Bioinformatics
We conducted the bioinformatic analyses using the Obitools metabarcoding
package (Boyer et al., 2016). We aligned the paired-end reads using the
command illuminapairedend . We selected sequences with alignment
quality scores bigger than 40 and we demultiplexed the aligned dataset
and removed the primer sequences with ngsfilter . We also filtered
out sequences containing ambiguous bases. We then used Obiuniq to
dereplicate the reads (grouping all identical sequences) while keeping
track of their abundances, and we also removed chimeric sequences using
the uchime_denovo algorithm in VSearch (Rognes, Flouri, Nichols,
Quince & Mahé, 2016). We used the step-by-step aggregation clustering
algorithm implemented in Swarm 2.1.13 (Mahé, Rognes, Quince, de Vargas,
& Dunthorn, 2015) to cluster the sequences into Molecular Operational
Taxonomic Units (MOTUs). For making adult (morphology and DNA barcode
data) and juvenile (metabarcoding data) clustering comparable, we
combined the sequences from both life stages before running the Swarm
clustering algorithm. In the case of adults, we kept only the segment of
the original COI sequences matching the Leray COI fragment. To prevent
the program from discarding adult sequences as singletons, we
artificially increased their initial abundance to 50,000 reads.
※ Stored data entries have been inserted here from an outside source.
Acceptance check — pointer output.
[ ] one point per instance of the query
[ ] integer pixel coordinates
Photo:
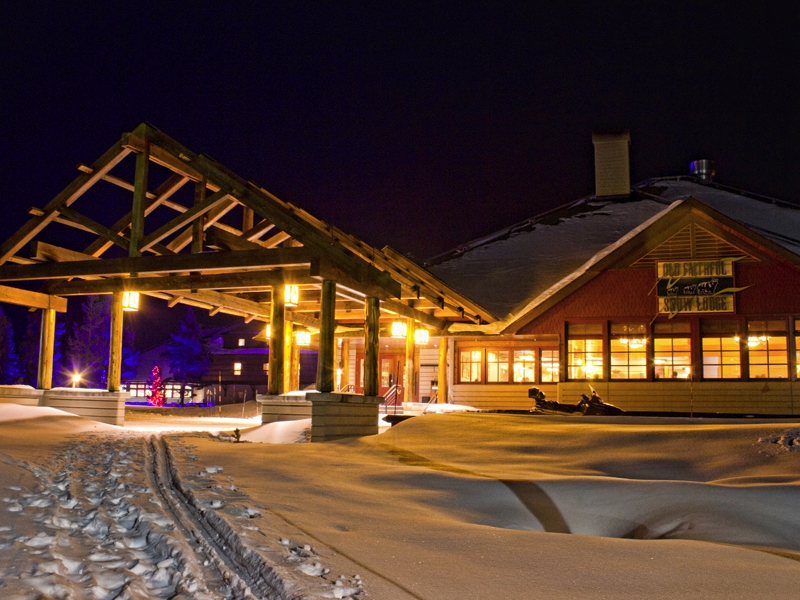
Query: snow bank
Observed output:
(281, 432)
(17, 412)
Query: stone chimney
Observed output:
(612, 167)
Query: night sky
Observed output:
(417, 125)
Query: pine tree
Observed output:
(156, 387)
(9, 363)
(188, 352)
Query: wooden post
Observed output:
(115, 350)
(345, 364)
(198, 228)
(247, 218)
(277, 327)
(140, 181)
(372, 314)
(442, 393)
(295, 372)
(326, 369)
(408, 379)
(288, 345)
(47, 338)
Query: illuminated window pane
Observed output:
(524, 365)
(672, 358)
(496, 366)
(471, 365)
(721, 358)
(550, 367)
(585, 358)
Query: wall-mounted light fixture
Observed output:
(130, 301)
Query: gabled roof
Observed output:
(189, 247)
(516, 270)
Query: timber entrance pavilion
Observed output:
(195, 233)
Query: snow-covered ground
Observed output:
(443, 506)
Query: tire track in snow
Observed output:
(245, 569)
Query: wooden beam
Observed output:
(140, 183)
(277, 333)
(47, 339)
(406, 311)
(220, 281)
(48, 252)
(197, 211)
(115, 345)
(165, 191)
(135, 141)
(67, 196)
(211, 219)
(13, 295)
(269, 207)
(372, 316)
(208, 261)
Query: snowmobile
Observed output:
(589, 406)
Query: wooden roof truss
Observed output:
(220, 248)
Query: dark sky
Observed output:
(418, 125)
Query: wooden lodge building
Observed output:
(675, 295)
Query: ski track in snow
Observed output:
(110, 519)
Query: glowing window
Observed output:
(470, 366)
(496, 366)
(524, 365)
(550, 367)
(767, 346)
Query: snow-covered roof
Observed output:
(505, 271)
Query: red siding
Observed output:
(775, 289)
(614, 293)
(622, 293)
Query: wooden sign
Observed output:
(696, 286)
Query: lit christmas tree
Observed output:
(156, 387)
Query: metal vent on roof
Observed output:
(702, 169)
(692, 243)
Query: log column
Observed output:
(277, 327)
(345, 364)
(442, 392)
(44, 379)
(372, 316)
(326, 369)
(409, 370)
(115, 350)
(288, 357)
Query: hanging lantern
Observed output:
(399, 329)
(302, 337)
(130, 301)
(291, 295)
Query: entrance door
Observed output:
(390, 373)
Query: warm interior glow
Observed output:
(291, 295)
(302, 337)
(399, 329)
(130, 301)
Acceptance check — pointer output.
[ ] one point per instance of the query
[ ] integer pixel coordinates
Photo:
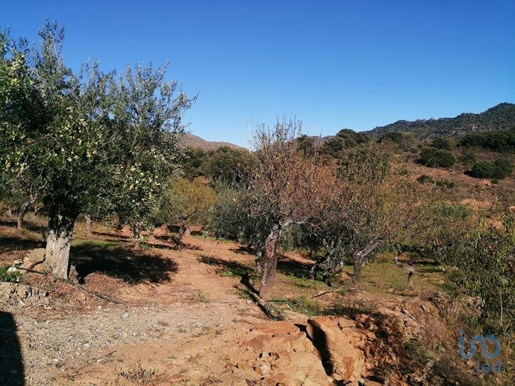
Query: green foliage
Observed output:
(93, 142)
(486, 269)
(186, 202)
(500, 169)
(483, 169)
(228, 165)
(405, 141)
(239, 215)
(442, 144)
(468, 156)
(500, 117)
(14, 277)
(500, 141)
(192, 163)
(503, 168)
(425, 179)
(344, 139)
(436, 158)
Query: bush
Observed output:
(499, 141)
(503, 168)
(483, 169)
(499, 169)
(442, 144)
(14, 277)
(436, 158)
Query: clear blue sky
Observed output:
(333, 64)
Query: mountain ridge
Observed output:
(499, 117)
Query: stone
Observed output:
(340, 349)
(33, 258)
(277, 328)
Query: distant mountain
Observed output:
(190, 140)
(500, 117)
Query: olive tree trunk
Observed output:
(269, 263)
(59, 237)
(358, 257)
(23, 210)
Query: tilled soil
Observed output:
(113, 327)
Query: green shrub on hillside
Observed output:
(500, 141)
(500, 169)
(442, 144)
(436, 158)
(14, 277)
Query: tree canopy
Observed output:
(87, 142)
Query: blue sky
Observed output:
(333, 64)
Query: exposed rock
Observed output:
(20, 294)
(33, 258)
(341, 351)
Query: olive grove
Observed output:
(91, 142)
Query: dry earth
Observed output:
(160, 316)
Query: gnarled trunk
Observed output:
(59, 237)
(89, 222)
(23, 210)
(269, 263)
(358, 257)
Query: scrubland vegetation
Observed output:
(106, 147)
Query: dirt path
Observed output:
(157, 327)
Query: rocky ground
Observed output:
(189, 325)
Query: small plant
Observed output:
(436, 158)
(13, 277)
(305, 305)
(138, 375)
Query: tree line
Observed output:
(107, 144)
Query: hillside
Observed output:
(190, 140)
(500, 117)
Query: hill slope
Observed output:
(190, 140)
(500, 117)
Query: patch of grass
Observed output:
(228, 268)
(136, 374)
(274, 312)
(304, 282)
(243, 294)
(305, 305)
(14, 277)
(199, 297)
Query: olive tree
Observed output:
(88, 142)
(288, 185)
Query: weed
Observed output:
(138, 375)
(14, 277)
(243, 294)
(305, 305)
(274, 312)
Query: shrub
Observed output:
(503, 168)
(442, 144)
(14, 277)
(500, 141)
(499, 169)
(436, 158)
(483, 169)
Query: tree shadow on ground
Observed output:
(11, 244)
(109, 234)
(131, 265)
(290, 267)
(41, 229)
(173, 243)
(234, 268)
(11, 360)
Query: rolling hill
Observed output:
(500, 117)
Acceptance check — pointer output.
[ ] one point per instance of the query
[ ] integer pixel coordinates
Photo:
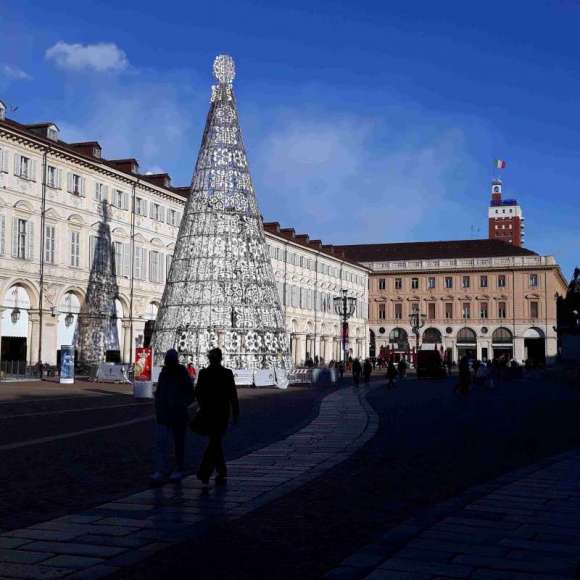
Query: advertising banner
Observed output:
(143, 363)
(67, 364)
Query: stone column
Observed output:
(33, 337)
(519, 353)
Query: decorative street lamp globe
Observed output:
(417, 322)
(344, 306)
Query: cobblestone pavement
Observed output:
(100, 541)
(103, 454)
(522, 526)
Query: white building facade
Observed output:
(54, 199)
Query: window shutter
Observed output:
(2, 235)
(29, 241)
(126, 260)
(15, 237)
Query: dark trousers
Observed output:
(213, 458)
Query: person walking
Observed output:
(367, 371)
(217, 397)
(173, 396)
(391, 374)
(464, 376)
(356, 372)
(402, 368)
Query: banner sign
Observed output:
(67, 364)
(143, 363)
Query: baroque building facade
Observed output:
(481, 298)
(55, 200)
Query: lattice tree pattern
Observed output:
(96, 331)
(221, 289)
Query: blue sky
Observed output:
(364, 121)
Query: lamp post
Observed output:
(344, 306)
(417, 322)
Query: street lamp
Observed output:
(344, 306)
(417, 322)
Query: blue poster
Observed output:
(67, 364)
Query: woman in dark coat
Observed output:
(173, 396)
(217, 397)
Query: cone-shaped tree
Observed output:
(221, 289)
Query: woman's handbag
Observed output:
(199, 424)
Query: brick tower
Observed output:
(505, 217)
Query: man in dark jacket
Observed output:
(173, 395)
(217, 397)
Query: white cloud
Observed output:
(101, 57)
(14, 73)
(353, 179)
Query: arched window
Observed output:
(432, 336)
(502, 336)
(466, 336)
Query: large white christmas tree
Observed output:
(221, 289)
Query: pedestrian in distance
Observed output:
(173, 396)
(356, 372)
(391, 374)
(218, 400)
(367, 371)
(464, 376)
(402, 368)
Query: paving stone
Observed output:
(75, 549)
(73, 562)
(454, 570)
(22, 557)
(33, 572)
(9, 543)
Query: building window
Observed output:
(49, 244)
(501, 310)
(483, 310)
(22, 239)
(398, 310)
(431, 310)
(101, 192)
(53, 177)
(24, 167)
(76, 184)
(154, 266)
(75, 249)
(139, 265)
(157, 212)
(466, 310)
(448, 310)
(120, 199)
(140, 206)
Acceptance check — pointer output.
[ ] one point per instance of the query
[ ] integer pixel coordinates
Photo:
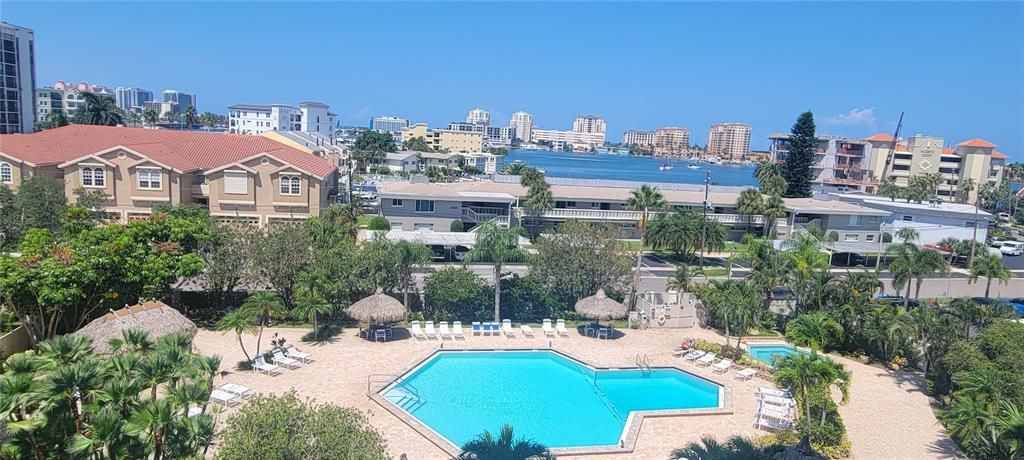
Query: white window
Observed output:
(93, 177)
(148, 178)
(290, 184)
(236, 182)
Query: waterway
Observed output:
(620, 167)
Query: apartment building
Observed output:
(240, 178)
(730, 140)
(974, 160)
(17, 85)
(671, 140)
(522, 125)
(445, 139)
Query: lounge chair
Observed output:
(429, 330)
(281, 360)
(548, 330)
(243, 391)
(560, 327)
(694, 354)
(414, 328)
(747, 374)
(260, 365)
(224, 399)
(722, 367)
(294, 353)
(707, 360)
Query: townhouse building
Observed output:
(250, 179)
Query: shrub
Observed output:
(284, 426)
(378, 223)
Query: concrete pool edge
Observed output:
(631, 430)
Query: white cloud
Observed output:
(855, 117)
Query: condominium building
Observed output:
(638, 138)
(17, 87)
(478, 117)
(522, 124)
(729, 140)
(128, 97)
(591, 124)
(444, 139)
(672, 140)
(249, 179)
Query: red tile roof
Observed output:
(185, 151)
(881, 137)
(977, 141)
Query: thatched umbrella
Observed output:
(599, 306)
(155, 317)
(379, 307)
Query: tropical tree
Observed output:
(497, 246)
(505, 447)
(990, 266)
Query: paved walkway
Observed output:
(888, 417)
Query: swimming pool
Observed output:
(766, 352)
(544, 394)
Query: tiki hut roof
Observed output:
(156, 317)
(599, 306)
(379, 307)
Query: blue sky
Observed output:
(956, 69)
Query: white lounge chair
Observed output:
(281, 360)
(414, 328)
(694, 354)
(548, 330)
(722, 367)
(560, 327)
(294, 353)
(224, 399)
(707, 360)
(243, 391)
(260, 365)
(747, 374)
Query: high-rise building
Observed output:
(671, 140)
(589, 123)
(129, 97)
(522, 124)
(478, 117)
(17, 85)
(729, 139)
(182, 99)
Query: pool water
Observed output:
(768, 352)
(543, 394)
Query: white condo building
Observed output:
(17, 87)
(522, 124)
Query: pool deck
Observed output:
(888, 416)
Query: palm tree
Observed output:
(263, 306)
(98, 110)
(239, 322)
(989, 266)
(498, 246)
(645, 199)
(505, 447)
(816, 330)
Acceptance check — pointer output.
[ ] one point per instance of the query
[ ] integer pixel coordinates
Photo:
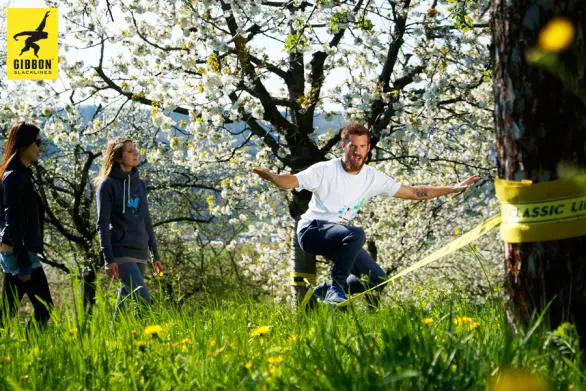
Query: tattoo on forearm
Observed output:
(421, 193)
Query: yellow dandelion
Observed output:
(262, 330)
(186, 341)
(141, 345)
(517, 379)
(153, 330)
(216, 352)
(557, 35)
(276, 360)
(462, 320)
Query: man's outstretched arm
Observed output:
(428, 192)
(284, 181)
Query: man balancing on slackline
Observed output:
(340, 187)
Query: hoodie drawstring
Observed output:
(124, 197)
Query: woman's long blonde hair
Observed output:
(112, 156)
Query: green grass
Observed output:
(432, 342)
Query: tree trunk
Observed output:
(540, 124)
(302, 262)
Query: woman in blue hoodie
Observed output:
(21, 225)
(124, 222)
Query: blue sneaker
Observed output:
(320, 291)
(335, 295)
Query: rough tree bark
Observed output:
(540, 124)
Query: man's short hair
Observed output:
(353, 129)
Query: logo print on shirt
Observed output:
(347, 213)
(133, 203)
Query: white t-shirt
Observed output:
(338, 195)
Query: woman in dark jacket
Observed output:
(21, 225)
(124, 222)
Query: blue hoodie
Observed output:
(124, 222)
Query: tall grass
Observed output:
(430, 341)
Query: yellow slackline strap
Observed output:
(537, 212)
(456, 244)
(530, 212)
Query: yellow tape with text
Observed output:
(537, 212)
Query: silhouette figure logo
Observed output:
(32, 52)
(34, 36)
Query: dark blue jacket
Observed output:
(22, 213)
(124, 222)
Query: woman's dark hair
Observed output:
(20, 135)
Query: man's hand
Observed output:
(112, 271)
(466, 183)
(284, 181)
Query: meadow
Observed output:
(429, 341)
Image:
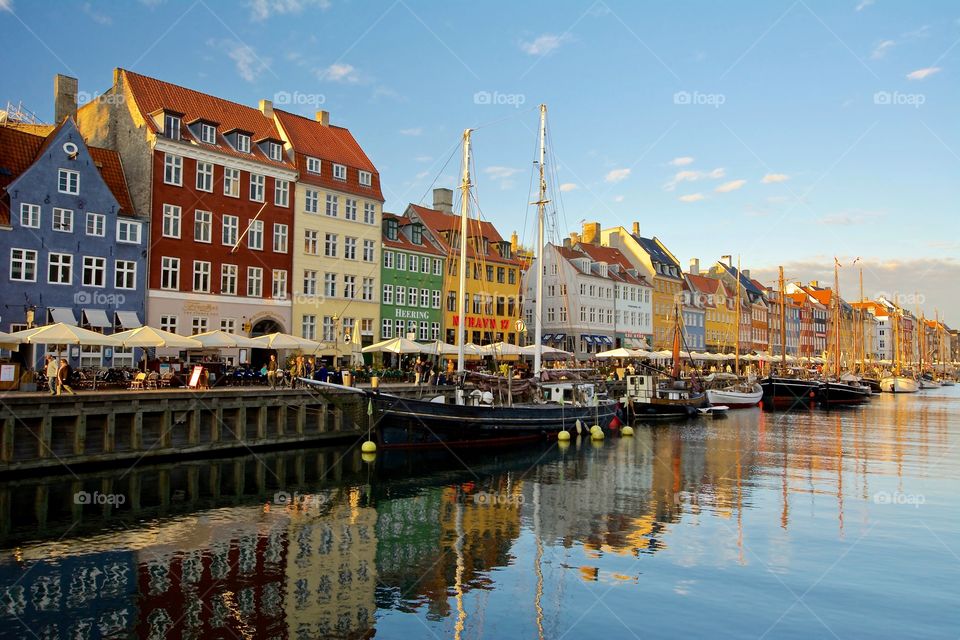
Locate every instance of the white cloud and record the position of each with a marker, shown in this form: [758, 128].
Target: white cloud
[339, 72]
[263, 9]
[544, 44]
[771, 178]
[881, 49]
[921, 74]
[617, 175]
We set a
distance value of d = 13 for the clustering algorithm, which has been
shown to be the optimal value for discriminating intra and interspecific
divergences, that is, to approximate MOTUs to species-level clusters, in
a wide range of eukaryotic systems (Wangensteen & Turon, 2017; Kemp et
al., 2019; Siegenthaler et al, 2019; Garcés-Pastor et al., 2019; Antich,
Palacín, Wangensteen & Turón, 2021). The species present as adults
whose sequences were clustered together by Swarm (nine pairs, one triad
and one tetrad) were also treated as single entities in downstream
analyses with juveniles. After removing the singletons, we performed the
taxonomic assignment of the representative sequences of each MOTU
(seeds) using Ecotag (Boyer et al., 2016). We built the local reference
sequence database required by Ecotag, combining our sequences of adult
spiders with sequences retrieved from the BOLD database (Ratnasingham &
Hebert, 2007) and the EMBL repository (Kulikova et al., 2004). Ecotag
(Boyer et al. 2016) uses a phylogenetic assignment protocol, based on
the NCBI taxonomy tree, to assign sequences to the last common ancestor
of the most closely related sequences in the local reference database.
This approach does not require establishing arbitrary identity
thresholds for every taxonomic rank (Bakker et al., 2019).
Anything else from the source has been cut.